Dynamic Natural Language Processing with Recurrence Quantification Analysis
This work addresses the need for dynamic analysis in natural language processing, offering a novel approach for researchers in computational linguistics, but it is incremental as it adapts an existing technique from dynamical systems to text.
The authors tackled the problem of analyzing text as a dynamic process by applying recurrence quantification analysis (RQA) to treat text as a time series, resulting in a method that extracts multiple measures in a common framework and shows relationships with existing NLP measures, with an example analysis on 8,000 texts from the Gutenberg Project.

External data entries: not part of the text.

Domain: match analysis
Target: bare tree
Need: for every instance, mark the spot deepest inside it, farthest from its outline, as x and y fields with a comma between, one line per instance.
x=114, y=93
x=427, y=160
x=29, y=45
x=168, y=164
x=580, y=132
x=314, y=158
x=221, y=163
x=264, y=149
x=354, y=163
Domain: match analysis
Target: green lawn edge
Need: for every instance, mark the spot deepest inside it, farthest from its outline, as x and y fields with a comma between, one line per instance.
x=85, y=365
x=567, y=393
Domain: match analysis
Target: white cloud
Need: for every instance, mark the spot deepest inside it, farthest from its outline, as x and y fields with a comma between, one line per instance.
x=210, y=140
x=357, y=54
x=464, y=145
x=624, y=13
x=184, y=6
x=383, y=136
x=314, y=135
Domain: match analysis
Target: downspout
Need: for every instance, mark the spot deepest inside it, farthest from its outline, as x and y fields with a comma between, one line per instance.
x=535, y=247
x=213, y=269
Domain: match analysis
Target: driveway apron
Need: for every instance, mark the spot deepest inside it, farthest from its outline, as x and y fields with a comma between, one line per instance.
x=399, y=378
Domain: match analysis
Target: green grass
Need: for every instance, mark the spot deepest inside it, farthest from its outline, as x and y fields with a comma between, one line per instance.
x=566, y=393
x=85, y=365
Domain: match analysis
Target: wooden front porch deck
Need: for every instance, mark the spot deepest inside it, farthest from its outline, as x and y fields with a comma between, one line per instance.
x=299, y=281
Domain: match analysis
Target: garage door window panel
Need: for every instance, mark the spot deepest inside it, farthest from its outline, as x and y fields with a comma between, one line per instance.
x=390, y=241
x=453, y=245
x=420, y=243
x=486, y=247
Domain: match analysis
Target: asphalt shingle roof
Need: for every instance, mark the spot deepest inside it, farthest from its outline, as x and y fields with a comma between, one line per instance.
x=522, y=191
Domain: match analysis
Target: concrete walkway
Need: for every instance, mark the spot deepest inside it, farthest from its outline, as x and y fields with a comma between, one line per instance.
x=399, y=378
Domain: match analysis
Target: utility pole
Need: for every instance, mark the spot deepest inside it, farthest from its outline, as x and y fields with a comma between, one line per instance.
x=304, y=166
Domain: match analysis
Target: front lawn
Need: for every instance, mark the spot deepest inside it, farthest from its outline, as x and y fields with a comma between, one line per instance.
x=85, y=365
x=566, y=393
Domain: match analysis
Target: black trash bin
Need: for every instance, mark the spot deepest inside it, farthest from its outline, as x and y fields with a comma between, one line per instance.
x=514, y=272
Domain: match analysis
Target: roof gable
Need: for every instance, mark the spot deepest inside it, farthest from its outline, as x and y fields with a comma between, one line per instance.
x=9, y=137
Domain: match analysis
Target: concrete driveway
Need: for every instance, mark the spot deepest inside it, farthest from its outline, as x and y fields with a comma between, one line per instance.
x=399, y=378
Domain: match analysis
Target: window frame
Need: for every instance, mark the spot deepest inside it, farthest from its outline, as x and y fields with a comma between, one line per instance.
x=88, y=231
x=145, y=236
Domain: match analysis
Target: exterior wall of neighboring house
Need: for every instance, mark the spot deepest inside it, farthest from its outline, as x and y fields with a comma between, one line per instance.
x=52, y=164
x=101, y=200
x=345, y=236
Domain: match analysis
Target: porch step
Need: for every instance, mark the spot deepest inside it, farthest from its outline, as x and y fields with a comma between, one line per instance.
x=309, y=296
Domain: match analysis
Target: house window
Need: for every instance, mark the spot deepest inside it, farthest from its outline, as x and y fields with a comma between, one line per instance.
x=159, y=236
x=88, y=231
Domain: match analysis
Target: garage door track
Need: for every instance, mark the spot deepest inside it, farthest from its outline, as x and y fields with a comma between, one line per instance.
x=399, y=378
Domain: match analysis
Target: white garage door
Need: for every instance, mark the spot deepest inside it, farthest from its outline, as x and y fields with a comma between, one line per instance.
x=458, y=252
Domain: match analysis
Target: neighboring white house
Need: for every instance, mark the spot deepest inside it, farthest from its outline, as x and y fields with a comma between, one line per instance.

Writing and reading are dynamic processes. As an author composes a text, a sequence of words is produced. This sequence is one that, the author hopes, causes a revisitation of certain thoughts and ideas in others. These processes of composition and revisitation by readers are ordered in time. This means that text itself can be investigated under the lens of dynamical systems. A common technique for analyzing the behavior of dynamical systems, known as recurrence quantification analysis (RQA), can be used as a method for analyzing sequential structure of text. RQA treats text as a sequential measurement, much like a time series, and can thus be seen as a kind of dynamic natural language processing (NLP). The extension has several benefits. Because it is part of a suite of time series analysis tools, many measures can be extracted in one common framework. Secondly, the measures have a close relationship with some commonly used measures from natural language processing. Finally, using recurrence analysis offers an opportunity expand analysis of text by developing theoretical descriptions derived from complex dynamic systems. We showcase an example analysis on 8,000 texts from the Gutenberg Project, compare it to well-known NLP approaches, and describe an R package (crqanlp) that can be used in conjunction with R library crqa.